Planning for Growth While Maintaining Freedom

When planning for growth while consolidating, there are several best practices to keep in mind. When planning to consolidate the network, consider the following guidelines:

Design for scalability
Design for availability
Use mature products
Avoid proprietary hardware solutions

One of the most over-used words in the IT vocabulary is scalability. However, it is often one of the most important. Scalability means that all elements of the network infrastructure restructure should support company growth, both expected and unexpected. For example, if current requirements warrant the purchase of an 8-port fibre channel switch, consider purchasing a 16port switch. Ensure that the planned SAN switches offer expansion ports so that the option is available to scale out further in the event that growth surpasses projections.

Scalability can also be greatly aided by the use of centralized management software. Many of the solutions previously mentioned in this chapter can help with centrally managing storage resources and backups across the enterprise. If performance is an issue, another major scalability concern should be in technologies that support load balancing of client access. Such technologies alleviate single server bottlenecks that result from unexpected client growth.

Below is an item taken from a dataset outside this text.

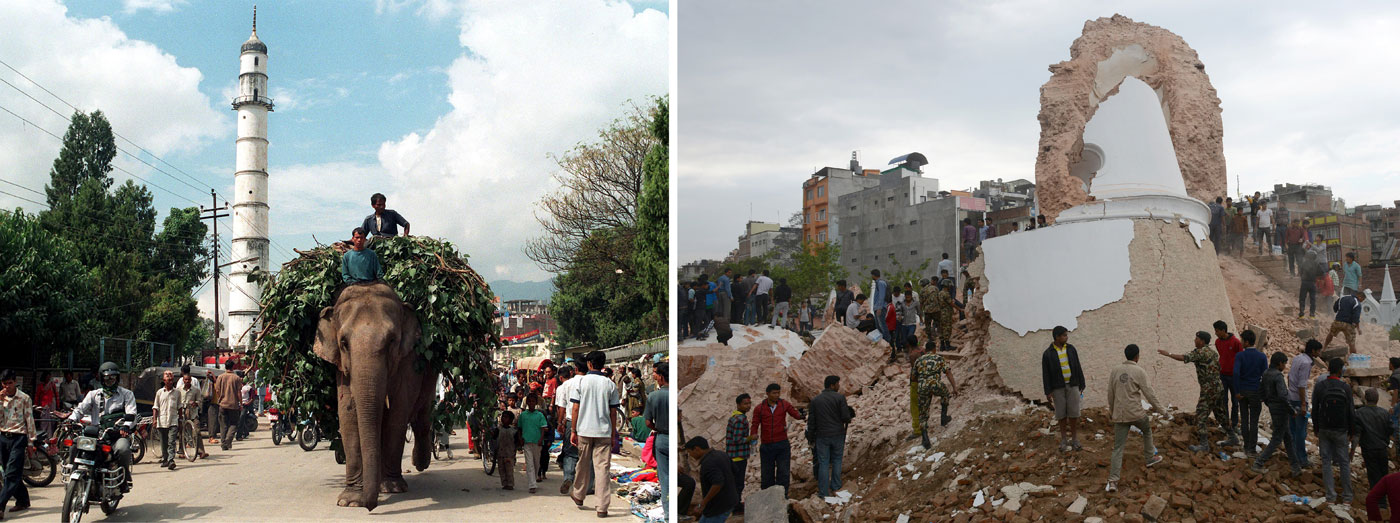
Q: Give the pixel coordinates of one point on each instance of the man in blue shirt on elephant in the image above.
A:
(360, 264)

In designing for availability, redundancy is always crucial. Redundancy often starts with shared storage on the SAN via a RAID implementation. However, adding redundancy to the physical disks is most valuable when the disks are behind a fully redundant data path. Ensuring true redundancy means not only protecting disks but also

Using cluster architecture to prevent data access loss due to a system failure
Using redundant switches in the SAN fabric and redundant HBAs
Using multipath-compliant HBA drivers on servers to ensure that they can realize the benefits of redundancy in the SAN
Planning for redundant power sources to prevent data loss or corruption from a power failure
Adding redundancy to the LAN to prevent switch failure from interrupting data access

Using mature products refers to products that have established reputations in IT. Regardless of how great the sales pitch, bringing an unknown product into the network is always a risk. Products with the backing of OS vendors such as Microsoft are more likely to do what they promise, and their vendors are more likely to be in business at both the beginning and end of the project.

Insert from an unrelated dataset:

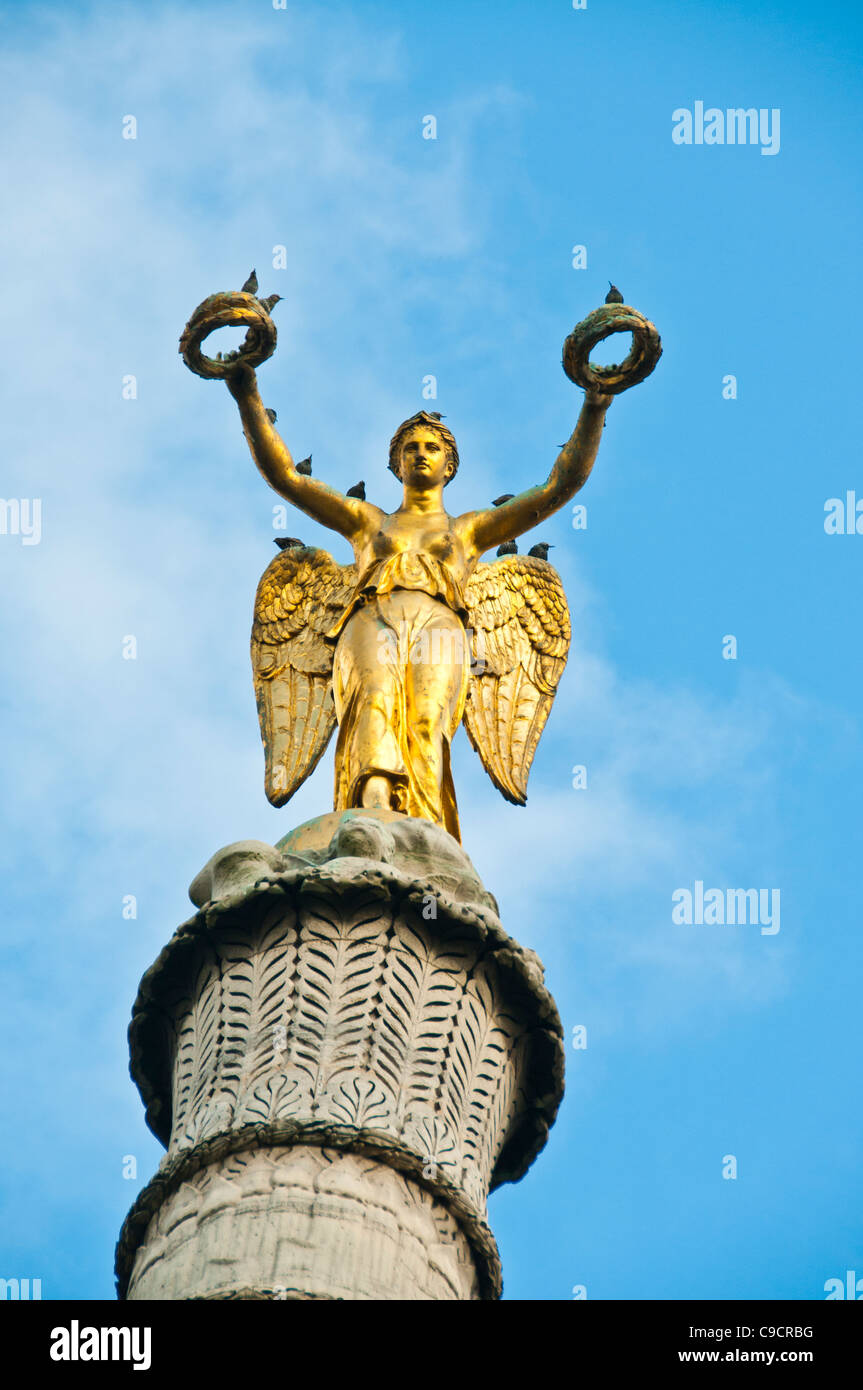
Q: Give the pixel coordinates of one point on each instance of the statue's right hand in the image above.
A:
(241, 381)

With server and storage consolidation, it's often tempting to look to purchase a proprietary solution for a single hardware vendor. With a SAN, there will be little problem integrating solutions from vendors such as Brocade, McData, and Cisco Systems. However, several vendors offer end-to-end solutions. If the proposed solution involves proprietary hardware, it's unlikely that the solution will work as well with the rest of the systems on the network. For example, managing and reporting can't be done by the tools currently be used and instead will need to be achieved through an add-on utility from the product vendor or by using custom scripts. Most vendors have no problem offering professional services and can write a script to handle most tasks. However, each time support is required for the script, an organization might end up spending additional dollars on more professional services.

As an organization begins to piece together a planned network, it must pay close attention to the product support matrixes listed on each vendor Web site. Doing so ensures that the proposed pieces have been tested and will work well together. For planned products not on a vendor's support matrix, a good practice is to negotiate a pilot period to ensure the product works with new hardware and software.

Summary

Chapters 1 painted a picture of the current file serving landscape. This chapter looked deeper into the picture and examined the available server and storage consolidation alternatives. Building on this framework for the technologies that may be involved in consolidation, the next chapter will look at how to piece these technologies together while emphasizing how to maintain high availability and high performance.